In the lecture on Matrix multiplication the Instructor showed how we combine two linear transformations as matrix multiplications. Here is the snapshot:

then on the next slide he showed how to get the matrix [[5 , 0], [2, 4]] when we know the individual matrices. We reverse the order in which we apply these matrices:

Now going by the same analogy when we formulate the concept of the matrix inverse, we know how we go from basis vectors to the 1st transformation and then we want to apply the 2nd transformation so that we get back the basis vectors. The slide shows the setup:

Note that in this case we know the result of the composition and we want to identify the matrix for the 2nd transformation. So far the setup is same as

What i do not understand is that when looking for the inverse why we do not reverse the order in which we multiply matrices and instead write it as shown on this slide:

For the matrix on this slide , i will get the same answer if i reverse the order as the 1st matrix is symmetric but my question is what is the general approach. Should we not write this as :
[[a ,b], [c, d] ] * [[3,1],[1,2]] = [[1,0][0,1]] and then solve the system of linear equations even when the matrix for which we want the inverse is not symmetric.
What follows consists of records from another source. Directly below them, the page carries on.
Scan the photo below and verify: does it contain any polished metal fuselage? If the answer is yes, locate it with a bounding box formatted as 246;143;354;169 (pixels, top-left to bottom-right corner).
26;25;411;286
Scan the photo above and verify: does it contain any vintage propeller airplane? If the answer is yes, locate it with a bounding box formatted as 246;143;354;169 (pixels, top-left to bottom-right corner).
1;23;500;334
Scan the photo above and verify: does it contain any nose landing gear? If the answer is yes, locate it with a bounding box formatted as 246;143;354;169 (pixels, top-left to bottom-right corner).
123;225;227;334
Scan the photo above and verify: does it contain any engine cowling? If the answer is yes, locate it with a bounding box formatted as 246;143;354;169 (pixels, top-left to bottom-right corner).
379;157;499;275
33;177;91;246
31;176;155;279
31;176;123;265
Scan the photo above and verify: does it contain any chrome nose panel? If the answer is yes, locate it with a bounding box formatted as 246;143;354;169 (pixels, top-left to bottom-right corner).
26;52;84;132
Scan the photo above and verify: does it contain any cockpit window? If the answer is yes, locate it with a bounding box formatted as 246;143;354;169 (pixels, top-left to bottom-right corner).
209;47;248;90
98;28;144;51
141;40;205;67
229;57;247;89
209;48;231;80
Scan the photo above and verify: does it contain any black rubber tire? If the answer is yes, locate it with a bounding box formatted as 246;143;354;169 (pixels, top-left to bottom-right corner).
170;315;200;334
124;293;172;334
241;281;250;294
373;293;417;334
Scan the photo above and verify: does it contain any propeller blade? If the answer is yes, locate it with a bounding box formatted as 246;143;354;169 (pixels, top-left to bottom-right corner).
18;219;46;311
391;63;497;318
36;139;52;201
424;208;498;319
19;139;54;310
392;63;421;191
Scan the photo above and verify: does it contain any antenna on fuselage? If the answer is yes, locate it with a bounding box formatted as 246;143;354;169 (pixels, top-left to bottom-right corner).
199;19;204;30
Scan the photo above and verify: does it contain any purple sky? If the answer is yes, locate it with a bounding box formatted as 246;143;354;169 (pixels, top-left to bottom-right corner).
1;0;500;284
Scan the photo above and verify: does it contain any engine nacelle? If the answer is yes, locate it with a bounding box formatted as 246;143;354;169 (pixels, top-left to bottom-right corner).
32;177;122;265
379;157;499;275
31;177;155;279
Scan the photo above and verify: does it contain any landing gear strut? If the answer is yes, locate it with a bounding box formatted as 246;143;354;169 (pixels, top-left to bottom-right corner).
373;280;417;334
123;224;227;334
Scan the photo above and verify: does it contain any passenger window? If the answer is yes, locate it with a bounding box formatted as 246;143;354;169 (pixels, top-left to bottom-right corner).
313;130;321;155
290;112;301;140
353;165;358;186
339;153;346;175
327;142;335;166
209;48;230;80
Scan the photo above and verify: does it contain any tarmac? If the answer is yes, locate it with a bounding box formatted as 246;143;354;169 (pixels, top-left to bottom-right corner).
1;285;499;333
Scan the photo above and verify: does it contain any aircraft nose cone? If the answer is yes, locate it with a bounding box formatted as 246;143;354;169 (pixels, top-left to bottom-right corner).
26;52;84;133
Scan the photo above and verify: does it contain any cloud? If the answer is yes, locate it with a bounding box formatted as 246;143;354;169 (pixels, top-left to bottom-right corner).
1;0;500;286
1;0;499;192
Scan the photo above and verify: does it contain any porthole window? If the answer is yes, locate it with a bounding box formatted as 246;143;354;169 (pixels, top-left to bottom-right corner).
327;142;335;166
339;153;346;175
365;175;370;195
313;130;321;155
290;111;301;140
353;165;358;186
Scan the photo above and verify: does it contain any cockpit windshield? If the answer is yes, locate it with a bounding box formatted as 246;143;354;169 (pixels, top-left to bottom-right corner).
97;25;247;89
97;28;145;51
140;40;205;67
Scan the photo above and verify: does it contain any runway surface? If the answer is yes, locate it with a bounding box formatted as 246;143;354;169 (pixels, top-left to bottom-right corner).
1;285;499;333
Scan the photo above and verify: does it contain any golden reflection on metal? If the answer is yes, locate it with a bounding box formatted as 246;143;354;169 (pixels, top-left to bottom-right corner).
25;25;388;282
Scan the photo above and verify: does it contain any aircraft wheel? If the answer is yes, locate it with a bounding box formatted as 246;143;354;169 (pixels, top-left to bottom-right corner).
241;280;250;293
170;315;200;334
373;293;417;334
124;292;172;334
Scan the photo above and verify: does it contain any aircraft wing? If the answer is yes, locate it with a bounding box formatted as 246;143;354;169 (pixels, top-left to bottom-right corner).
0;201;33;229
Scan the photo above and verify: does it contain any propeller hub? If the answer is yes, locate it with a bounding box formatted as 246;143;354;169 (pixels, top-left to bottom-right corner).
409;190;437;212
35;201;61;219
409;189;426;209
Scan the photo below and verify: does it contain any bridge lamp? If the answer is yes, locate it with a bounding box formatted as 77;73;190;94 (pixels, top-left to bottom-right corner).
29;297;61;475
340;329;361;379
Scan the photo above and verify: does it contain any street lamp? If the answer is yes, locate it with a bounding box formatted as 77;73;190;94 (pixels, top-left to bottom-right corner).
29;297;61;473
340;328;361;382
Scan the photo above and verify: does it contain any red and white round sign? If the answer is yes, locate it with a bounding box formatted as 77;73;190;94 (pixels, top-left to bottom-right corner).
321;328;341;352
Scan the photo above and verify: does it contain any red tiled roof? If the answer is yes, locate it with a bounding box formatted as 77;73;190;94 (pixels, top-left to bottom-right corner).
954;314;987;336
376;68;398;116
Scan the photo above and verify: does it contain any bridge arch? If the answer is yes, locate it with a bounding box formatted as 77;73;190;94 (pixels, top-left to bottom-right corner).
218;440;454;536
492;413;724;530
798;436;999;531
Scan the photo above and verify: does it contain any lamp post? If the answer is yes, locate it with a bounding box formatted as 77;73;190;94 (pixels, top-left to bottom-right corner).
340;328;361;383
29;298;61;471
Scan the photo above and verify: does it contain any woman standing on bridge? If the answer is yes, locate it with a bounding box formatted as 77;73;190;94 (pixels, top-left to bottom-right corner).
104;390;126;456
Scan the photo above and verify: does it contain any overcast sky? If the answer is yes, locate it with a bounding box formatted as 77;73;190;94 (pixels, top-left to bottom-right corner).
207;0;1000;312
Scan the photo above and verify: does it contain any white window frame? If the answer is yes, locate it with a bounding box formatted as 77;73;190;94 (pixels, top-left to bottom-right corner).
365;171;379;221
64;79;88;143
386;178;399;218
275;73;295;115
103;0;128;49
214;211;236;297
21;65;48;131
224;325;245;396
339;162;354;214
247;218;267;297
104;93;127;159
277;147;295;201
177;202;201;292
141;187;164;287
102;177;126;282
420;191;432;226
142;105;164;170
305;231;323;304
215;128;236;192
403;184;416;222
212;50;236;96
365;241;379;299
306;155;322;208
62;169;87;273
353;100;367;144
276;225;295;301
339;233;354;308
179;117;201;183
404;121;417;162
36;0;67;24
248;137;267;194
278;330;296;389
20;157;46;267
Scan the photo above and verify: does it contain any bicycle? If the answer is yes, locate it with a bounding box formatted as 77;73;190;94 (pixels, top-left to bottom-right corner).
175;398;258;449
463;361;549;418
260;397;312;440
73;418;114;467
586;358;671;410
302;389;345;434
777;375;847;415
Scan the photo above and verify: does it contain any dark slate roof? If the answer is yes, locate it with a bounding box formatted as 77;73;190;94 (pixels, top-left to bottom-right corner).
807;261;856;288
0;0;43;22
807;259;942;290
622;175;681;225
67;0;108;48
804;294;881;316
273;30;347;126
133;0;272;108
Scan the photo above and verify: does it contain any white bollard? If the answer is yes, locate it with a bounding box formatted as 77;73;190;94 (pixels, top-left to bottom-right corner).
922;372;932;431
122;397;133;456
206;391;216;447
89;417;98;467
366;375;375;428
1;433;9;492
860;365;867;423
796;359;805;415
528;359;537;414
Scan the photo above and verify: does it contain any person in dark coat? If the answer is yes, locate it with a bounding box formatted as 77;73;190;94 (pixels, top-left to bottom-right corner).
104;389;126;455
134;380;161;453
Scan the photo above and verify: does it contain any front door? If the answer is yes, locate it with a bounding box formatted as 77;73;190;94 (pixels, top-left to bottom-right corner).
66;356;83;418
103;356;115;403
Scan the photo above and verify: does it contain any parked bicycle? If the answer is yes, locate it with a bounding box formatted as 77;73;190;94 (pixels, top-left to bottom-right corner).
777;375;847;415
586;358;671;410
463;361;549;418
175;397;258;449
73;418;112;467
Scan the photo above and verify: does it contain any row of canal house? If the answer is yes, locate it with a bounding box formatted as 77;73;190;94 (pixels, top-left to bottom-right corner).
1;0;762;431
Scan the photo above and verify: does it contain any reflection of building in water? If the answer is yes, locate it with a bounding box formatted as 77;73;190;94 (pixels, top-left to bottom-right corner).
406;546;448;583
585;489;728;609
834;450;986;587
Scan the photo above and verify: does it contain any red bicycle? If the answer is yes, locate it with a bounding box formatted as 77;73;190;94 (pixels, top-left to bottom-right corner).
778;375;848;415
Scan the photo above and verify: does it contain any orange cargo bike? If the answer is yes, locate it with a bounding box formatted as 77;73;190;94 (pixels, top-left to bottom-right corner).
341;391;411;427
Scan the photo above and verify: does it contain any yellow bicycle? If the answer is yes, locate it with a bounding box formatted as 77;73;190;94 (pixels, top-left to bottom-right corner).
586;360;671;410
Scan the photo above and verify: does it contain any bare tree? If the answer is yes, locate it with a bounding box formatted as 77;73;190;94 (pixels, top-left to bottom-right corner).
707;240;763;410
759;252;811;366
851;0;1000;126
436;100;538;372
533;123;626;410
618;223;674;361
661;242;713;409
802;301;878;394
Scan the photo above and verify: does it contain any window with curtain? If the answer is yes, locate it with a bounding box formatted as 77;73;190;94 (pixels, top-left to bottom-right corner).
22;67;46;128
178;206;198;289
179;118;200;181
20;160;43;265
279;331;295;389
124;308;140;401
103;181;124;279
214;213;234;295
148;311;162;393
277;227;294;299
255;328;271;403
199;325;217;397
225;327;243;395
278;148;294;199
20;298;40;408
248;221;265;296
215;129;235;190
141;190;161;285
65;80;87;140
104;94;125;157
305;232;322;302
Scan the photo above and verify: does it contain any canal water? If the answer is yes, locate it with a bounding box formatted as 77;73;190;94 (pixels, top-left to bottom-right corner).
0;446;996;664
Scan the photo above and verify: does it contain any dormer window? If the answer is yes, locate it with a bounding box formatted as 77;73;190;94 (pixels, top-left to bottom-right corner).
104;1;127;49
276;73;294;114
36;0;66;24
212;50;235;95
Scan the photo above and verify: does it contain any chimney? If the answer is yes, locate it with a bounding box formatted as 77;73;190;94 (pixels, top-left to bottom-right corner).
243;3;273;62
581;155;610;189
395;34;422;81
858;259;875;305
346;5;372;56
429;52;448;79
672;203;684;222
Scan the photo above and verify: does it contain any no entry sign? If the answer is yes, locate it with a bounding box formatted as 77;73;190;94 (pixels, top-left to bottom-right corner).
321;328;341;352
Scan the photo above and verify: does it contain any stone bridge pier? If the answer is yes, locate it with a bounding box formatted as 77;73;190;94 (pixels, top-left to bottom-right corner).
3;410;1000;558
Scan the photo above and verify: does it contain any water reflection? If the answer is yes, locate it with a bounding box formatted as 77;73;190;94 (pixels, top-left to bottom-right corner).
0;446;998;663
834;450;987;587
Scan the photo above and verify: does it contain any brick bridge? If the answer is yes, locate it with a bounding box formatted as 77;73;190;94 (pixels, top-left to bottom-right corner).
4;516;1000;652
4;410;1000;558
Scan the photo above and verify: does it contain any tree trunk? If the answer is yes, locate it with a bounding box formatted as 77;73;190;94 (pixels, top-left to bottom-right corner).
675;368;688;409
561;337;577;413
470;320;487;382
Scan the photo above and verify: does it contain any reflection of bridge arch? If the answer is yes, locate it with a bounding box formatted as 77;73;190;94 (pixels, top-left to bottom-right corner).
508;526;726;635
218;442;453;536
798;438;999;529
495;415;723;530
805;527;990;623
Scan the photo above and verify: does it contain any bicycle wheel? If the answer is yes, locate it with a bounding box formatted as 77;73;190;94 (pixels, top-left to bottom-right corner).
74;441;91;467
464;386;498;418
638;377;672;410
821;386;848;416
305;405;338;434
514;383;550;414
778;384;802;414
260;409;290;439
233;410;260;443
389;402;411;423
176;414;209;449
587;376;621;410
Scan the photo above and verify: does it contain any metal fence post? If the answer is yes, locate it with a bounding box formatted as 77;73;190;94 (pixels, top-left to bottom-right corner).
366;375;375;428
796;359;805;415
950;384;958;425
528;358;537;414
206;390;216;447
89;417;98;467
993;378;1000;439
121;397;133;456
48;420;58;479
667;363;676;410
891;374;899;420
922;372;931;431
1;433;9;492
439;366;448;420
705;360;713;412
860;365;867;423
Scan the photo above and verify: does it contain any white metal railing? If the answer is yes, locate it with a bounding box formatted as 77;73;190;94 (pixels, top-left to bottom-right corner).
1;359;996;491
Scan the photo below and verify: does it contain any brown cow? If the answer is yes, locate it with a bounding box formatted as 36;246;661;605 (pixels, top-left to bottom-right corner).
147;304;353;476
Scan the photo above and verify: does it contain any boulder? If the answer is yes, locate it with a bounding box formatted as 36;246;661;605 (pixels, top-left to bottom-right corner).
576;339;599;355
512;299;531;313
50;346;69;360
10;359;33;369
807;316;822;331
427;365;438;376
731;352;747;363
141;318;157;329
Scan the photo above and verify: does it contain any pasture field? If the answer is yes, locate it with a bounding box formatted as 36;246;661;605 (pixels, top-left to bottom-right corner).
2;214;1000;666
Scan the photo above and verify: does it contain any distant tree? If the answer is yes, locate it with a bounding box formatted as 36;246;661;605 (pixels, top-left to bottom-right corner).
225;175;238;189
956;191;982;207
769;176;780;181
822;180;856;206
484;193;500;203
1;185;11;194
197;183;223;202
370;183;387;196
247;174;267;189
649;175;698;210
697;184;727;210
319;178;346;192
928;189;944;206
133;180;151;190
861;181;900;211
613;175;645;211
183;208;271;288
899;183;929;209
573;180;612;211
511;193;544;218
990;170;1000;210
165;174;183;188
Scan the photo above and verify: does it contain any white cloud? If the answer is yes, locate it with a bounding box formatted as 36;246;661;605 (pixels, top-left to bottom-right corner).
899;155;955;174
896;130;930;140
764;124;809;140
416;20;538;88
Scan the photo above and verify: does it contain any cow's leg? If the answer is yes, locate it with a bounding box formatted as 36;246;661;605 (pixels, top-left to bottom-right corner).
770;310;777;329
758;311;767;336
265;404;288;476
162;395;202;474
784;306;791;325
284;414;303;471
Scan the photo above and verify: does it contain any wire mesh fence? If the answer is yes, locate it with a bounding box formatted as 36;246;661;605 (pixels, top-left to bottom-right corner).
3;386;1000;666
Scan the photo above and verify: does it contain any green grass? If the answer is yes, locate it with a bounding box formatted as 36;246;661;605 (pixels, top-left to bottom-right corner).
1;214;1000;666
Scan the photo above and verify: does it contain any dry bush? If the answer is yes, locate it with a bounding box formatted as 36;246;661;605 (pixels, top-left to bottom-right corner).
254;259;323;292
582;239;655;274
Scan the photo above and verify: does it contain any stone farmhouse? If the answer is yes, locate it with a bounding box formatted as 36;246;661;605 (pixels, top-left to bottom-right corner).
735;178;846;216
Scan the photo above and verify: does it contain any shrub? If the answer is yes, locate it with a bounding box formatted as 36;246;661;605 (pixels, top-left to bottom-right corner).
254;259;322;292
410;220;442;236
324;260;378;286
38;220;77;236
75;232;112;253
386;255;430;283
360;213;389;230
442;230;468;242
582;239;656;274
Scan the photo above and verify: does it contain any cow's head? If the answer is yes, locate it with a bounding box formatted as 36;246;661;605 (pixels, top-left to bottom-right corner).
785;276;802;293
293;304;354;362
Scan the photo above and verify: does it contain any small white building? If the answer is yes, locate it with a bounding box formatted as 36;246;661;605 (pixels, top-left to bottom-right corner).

Going by the instructor’s explanation it is the application of the transformation given by the inverse matrix on the original matrix gives us the effect that we are back to the basis vectors.

Please comment.

Thanks a lot in advance

@Jaswinder Let me see if I am understanding correctly what you are trying to say:
There are multiples ways to get from point a to point b. You can see it graphically as a change of planes with transformation or mathematically as the matrix such that if you multiply you will get the identity. In this case, the instruction took this path. But, as I said there are multiple ways to get from a to b.